Raja Juli menilai, meskipun langkah BBKSDA Papua sudah sesuai prosedur hukum, tindakan tersebut tidak mempertimbangkan aspek kultural dan kearifan lokal masyarakat setempat.
“Kalau dalam falsafah Jawa, ada yang benar tapi tidak tepat. Secara legal tindakan itu benar, tapi secara kontekstual dan kultural tidak tepat. Ada nilai-nilai lokal yang harus dihormati,” ujarnya di Kantor BKSDA Bali, Senin (27/10).
Ia menegaskan bahwa pihak Kementerian Kehutanan telah menyampaikan permintaan maaf secara resmi kepada masyarakat Papua.
“Atas nama Kementerian Kehutanan, Pak Irjen (Dirjen KSDAE Kemenhut, Satyawan Pudyatmoko) sudah menyampaikan permintaan maaf. Saya juga secara pribadi memohon maaf,” tambahnya.

Sebagai langkah tindak lanjut, Raja Juli akan menginstruksikan seluruh kepala Balai KSDA di Indonesia untuk melakukan evaluasi dan pendataan terhadap benda-benda yang memiliki nilai sakral di masyarakat. Langkah ini diambil agar kejadian serupa tidak terulang di masa mendatang.
“Saya akan mengumpulkan seluruh kepala balai KSDA secara daring untuk menginventarisasi kembali apa saja yang di masyarakat dianggap tabu atau sakral. Ini penting agar kebijakan kita lebih sensitif terhadap nilai-nilai lokal,” jelasnya.
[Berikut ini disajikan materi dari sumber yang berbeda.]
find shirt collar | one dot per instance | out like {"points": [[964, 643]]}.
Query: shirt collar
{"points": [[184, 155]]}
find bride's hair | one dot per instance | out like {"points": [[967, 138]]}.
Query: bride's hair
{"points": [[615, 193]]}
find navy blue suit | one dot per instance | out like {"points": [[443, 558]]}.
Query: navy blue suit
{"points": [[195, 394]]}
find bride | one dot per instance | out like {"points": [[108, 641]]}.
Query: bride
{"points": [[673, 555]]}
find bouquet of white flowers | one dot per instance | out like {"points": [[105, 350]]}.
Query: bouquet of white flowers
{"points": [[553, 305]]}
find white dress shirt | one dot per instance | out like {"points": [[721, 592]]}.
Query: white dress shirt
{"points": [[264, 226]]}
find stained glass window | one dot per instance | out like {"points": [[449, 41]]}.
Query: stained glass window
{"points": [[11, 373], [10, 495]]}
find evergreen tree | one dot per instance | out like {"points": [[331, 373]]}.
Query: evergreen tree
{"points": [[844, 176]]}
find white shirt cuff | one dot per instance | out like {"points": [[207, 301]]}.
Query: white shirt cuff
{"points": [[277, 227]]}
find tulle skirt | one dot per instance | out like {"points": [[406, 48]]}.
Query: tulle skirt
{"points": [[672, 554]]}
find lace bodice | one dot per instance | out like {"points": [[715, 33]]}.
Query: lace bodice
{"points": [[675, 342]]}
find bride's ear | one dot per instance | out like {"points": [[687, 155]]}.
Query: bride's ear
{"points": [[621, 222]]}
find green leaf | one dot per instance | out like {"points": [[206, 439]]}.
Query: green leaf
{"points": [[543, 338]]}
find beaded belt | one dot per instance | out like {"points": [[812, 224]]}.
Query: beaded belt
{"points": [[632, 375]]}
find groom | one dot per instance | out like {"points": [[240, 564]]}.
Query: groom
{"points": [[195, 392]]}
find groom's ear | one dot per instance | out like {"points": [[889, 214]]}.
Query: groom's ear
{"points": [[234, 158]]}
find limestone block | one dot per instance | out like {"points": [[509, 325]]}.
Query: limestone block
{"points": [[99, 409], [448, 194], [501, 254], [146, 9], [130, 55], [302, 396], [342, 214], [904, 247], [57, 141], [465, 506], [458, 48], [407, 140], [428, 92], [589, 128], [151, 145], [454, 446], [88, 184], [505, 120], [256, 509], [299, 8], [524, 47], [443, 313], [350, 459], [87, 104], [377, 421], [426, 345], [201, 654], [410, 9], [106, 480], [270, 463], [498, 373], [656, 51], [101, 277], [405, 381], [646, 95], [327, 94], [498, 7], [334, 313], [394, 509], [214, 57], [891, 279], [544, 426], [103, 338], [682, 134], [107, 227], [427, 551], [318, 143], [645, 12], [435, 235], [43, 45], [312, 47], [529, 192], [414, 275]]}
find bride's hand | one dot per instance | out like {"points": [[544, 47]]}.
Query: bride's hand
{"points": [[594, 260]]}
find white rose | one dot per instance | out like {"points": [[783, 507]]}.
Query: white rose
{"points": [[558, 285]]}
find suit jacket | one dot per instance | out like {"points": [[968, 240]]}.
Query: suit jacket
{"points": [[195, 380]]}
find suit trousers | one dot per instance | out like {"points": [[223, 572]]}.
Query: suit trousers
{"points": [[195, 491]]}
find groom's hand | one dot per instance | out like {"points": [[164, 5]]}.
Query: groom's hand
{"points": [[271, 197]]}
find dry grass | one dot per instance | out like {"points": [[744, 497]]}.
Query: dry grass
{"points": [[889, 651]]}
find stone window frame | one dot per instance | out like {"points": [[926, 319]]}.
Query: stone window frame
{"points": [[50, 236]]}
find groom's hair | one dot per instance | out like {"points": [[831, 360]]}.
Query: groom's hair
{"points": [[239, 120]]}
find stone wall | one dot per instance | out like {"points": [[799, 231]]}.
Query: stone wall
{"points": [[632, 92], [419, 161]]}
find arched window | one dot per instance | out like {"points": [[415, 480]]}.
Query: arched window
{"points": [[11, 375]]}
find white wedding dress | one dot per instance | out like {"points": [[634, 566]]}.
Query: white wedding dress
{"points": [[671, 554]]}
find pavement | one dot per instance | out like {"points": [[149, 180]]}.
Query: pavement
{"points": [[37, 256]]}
Pemusnahan barang bukti offset dan mahkota cendrawasih dilakukan oleh BBKSDA Papua pada Senin (20/10), berdasarkan Peraturan Menteri Lingkungan Hidup dan Kehutanan (LHK) Nomor 26 Tahun 2017 tentang Tata Cara Penetapan, Pengumpulan, dan Pemusnahan Barang Bukti Satwa Dilindungi.
Namun, kebijakan ini memicu kecaman dari berbagai pihak. Mahkota burung cendrawasih dianggap memiliki nilai simbolik dan spiritual tinggi bagi masyarakat Papua, sehingga pemusnahannya dinilai mencederai penghormatan terhadap budaya dan identitas lokal.